Quote from: theqnoumenon on May 02, 2017, 04:02:15 PM
Hi, Incoherency!
I'm Q (AMAB,  ~20 yo.), and reading your posts I can relate to some of the things you wrote. I've also felt like a roller-coaster and feel like that sometimes, I don't even know what I exactly am, but if it helps, I can try to tell you how I try to manage it.

First of all, unless they really help you, don't get stuck with labels. There are so many opinions about this issue, but sometimes finding a label can be more difficult than just worrying to be yourself. Have in mind that maybe no label can define you, everyone is unique and may not fit in any label at all, and if this is your case, it's perfectly normal, these names have been defined with average experiences and not everyone feels right in a category.

I'm also so scared right now with the idea of starting HRT or anything that can change my body in a drastic way (I know how I feel, I definitely know that I'm not a man, but I still have this feeling, rephrasing yours: i feel like if i truly wanted to go on E, i wouldn't be second-guessing myself this much). That's why (I wrote about this in another post in this section) I'll be doing things smoothly, I'll try to experiment with myself first and do, when I'm reading, some kind of non-medical transition (trying to adapt the voice practising, makeup, clothing, hair...) to see if it really fits me or not and forget all those second-guesses :)

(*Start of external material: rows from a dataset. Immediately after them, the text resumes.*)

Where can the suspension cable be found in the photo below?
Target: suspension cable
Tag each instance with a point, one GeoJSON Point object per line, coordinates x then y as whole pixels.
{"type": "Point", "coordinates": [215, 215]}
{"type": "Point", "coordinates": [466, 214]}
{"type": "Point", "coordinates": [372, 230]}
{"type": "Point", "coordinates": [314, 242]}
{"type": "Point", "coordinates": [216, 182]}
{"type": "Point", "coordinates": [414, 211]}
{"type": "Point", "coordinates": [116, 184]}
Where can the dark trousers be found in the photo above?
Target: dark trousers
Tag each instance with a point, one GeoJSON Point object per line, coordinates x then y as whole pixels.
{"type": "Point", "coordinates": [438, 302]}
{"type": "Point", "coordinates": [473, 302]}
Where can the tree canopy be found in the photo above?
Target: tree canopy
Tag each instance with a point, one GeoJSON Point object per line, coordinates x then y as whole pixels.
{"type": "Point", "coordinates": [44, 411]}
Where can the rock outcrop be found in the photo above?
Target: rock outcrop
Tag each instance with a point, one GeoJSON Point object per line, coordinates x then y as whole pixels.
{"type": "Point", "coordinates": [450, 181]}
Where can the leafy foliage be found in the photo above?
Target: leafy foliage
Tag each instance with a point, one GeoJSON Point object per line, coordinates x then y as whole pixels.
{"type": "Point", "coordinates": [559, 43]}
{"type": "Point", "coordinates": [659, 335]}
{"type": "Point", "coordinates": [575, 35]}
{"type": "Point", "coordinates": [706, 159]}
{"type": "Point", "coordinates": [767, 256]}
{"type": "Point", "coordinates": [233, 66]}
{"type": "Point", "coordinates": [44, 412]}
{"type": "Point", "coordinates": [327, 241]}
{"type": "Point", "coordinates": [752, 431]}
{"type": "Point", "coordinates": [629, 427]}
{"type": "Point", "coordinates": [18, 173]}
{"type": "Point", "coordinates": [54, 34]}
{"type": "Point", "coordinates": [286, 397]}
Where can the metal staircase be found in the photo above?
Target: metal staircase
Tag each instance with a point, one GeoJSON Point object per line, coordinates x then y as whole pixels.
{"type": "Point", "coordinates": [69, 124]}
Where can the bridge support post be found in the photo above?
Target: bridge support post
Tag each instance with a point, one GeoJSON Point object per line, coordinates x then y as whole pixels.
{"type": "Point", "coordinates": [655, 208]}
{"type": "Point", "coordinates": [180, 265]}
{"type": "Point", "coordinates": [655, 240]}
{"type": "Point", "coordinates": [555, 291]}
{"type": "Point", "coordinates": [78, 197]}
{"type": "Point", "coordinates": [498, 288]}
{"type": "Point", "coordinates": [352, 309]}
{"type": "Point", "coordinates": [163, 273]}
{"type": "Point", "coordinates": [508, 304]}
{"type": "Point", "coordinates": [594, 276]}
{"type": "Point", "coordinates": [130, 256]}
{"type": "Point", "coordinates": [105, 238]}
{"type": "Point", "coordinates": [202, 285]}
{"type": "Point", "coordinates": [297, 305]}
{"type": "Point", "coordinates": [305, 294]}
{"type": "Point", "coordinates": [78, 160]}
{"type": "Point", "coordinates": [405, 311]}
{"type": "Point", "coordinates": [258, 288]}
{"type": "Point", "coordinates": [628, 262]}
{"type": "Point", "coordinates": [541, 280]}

I hope this can help you a bit.
Welcome to the forum and hugs,
Q.

Hi Q, it's been a while since you posted this. I would like to know if anything changed. My process has been kind of the opposite, I was convinced I wanted to transition and started hormones, and now after 2 months I'm doubting myself, thinking that maybe I'm queer/gender fluid and not transsexual.
Latina :) I speak Spanish, English and a bit of Portuguese.